U.S. Supreme Court to Hear Key Wetland, Regulated Discharge Cases
The U.S. Supreme Court in late February heard two cases involving Clean Water Act ("CWA") jurisdictional limits as to dredging or filling activity under the Section 404 permitting program. In Rapanos v. United States, the issue is whether wetlands whose only hydrologic connection to navigable waters is a drainage ditch remain within the Section 404 permitting jurisdiction of the U.S. Army Corps of Engineers ("Corps"). The Rapanoses allegedly filled 54 acres of such wetlands on their property in Michigan. In 2000, the Eastern District of Michigan found that the wetlands were regulated under the CWA, which the Sixth Circuit affirmed.

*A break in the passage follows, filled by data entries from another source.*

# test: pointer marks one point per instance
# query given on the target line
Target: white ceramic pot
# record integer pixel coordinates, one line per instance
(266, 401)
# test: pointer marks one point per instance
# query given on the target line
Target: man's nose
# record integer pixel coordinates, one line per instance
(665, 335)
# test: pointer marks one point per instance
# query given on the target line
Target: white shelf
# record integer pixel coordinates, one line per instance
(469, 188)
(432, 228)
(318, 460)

The petitioners planned to turn their Michigan property, of which approximately 15 acres are forested wetlands, into a condominium complex. A drainage ditch on a parcel of land adjacent to the forested wetlands intersects a drain that empties eventually into a navigable water. Both the district court and the Sixth Circuit found that because the forested wetlands were separated from a tributary of waters of the United States only by a manmade berm, they were considered "adjacent" wetlands subject to the Corps' regulation.
In a third case heard on the same day, S.D. Warren Co. v. Maine Board of Environmental Protection, the Court was asked to rule on whether water flow through a hydroelectric dam constitutes a discharge requiring a Section 401 Water Quality Certificate from the state. The Court's decision in this case will help determine what constitutes a regulated "discharge" under the CWA.